The data suggest that for every 20 percent decline in antidepressant use among patients of all ages in the United States, an additional 3,040 suicides per year would occur, Robert Gibbons, a professor of biostatistics and psychiatry at the University of Illinois at Chicago, who did the study, tells The Washington Post.
Meanwhile, the CDC today released new data showing the suicide rate for 10- to-24-year-olds increased by 8 percent in 2004, the largest single-year rise in 15 years.
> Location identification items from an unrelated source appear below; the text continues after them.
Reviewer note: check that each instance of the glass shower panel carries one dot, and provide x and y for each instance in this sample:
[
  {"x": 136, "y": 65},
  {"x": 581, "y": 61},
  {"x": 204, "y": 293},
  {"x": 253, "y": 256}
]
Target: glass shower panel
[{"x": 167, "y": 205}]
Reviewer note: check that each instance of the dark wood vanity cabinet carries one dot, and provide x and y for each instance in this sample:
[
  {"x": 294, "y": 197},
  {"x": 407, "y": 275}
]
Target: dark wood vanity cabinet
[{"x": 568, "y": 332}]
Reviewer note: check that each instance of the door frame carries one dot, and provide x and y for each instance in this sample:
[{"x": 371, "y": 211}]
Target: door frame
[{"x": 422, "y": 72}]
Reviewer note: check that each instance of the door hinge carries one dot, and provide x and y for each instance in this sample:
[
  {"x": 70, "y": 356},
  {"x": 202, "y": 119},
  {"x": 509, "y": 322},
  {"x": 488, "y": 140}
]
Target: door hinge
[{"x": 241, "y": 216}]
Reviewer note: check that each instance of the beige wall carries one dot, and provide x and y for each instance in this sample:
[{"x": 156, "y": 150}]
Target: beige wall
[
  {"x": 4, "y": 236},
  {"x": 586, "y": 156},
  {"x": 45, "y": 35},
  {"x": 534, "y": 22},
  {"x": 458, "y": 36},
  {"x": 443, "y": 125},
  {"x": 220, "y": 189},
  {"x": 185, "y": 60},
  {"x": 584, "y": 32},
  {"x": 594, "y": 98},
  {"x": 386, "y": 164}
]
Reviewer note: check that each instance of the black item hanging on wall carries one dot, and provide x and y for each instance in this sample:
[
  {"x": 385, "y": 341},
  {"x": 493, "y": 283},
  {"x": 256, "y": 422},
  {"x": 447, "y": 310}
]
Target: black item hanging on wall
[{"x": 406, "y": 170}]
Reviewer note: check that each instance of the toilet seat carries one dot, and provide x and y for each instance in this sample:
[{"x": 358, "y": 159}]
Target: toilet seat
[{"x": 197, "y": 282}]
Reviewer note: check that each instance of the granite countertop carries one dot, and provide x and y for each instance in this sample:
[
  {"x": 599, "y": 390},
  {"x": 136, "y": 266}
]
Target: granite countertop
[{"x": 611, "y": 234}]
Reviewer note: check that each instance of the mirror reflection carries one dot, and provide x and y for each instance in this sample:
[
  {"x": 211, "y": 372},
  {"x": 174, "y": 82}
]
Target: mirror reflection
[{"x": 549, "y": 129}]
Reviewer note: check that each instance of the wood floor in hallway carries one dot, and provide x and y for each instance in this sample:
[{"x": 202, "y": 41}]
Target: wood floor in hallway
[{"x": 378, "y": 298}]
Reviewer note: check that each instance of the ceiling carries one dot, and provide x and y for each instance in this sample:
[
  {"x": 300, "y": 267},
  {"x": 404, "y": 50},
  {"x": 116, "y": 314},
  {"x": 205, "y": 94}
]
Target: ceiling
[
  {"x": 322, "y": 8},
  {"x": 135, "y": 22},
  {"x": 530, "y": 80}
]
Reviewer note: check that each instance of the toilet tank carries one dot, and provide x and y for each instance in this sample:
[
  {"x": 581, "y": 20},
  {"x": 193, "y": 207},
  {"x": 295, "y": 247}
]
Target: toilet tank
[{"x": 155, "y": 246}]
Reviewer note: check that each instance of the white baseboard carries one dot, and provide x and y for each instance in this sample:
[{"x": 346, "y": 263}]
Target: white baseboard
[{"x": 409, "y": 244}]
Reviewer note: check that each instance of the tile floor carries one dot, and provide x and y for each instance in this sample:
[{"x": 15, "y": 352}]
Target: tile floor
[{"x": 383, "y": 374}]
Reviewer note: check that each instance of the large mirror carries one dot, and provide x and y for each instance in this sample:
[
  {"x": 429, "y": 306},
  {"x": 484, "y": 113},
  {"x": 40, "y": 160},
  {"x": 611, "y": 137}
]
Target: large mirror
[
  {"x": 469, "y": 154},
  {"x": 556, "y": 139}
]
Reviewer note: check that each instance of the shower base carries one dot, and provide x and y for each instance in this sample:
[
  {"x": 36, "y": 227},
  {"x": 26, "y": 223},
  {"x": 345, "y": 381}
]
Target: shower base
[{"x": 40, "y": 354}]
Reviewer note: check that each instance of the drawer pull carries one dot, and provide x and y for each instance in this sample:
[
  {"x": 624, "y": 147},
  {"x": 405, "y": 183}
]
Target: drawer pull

The decline took place from 1990 to 2003 (from 9.48 to 6.78 per 100,000 people), and the increase took place from 2003 to 2004, (from 6.78 to 7.32), the report said. Rates rose for 10- to-14-year-old females, 15 -to-19-year-old females and 15- to-19-year-old males.
The FDA held widely publicized meetings on antidepressants and suicide in the fall of 2003, and Black Box warnings were placed in product labeling in early 2004. Gibbons says those warnings led to a broad decline in antidepressant scrips for all patients younger than 60, but prescription rates continued to rise among those older than 60, and his study found this was the only group in which suicides dropped between 2003 and 2004.
“We may have inadvertently created a problem by putting a ‘black box’ warning on medications that were useful,” says Tom Insel, director of the National Institute of Mental Health. “If the drugs were doing more harm than good, then the reduction in prescription rates should mean the risk of suicide should go way down, and it hasn’t gone down at all - it has gone up.”
In June, the same medical journal pubished a study that offered the same conclusion, prompting Tom Laughren, the FDA official who oversees psychiatric drugs, to say that if CDC data for 2005 shows a similar trend, the Black Box warnings may be repealed. This week, he hints at the same possibility: “We will continue to monitor antidepressant use and suicide rates,” he tells the Post, “and will take appropriate regulatory actions as new data become available.”
The journal, by the way, is published by the American Psychiatric Association, which has regularly criticized the Black Box warnings, saying some docs and patients are being scared away from meds that could be helpful.
What should the FDA do about the warnings?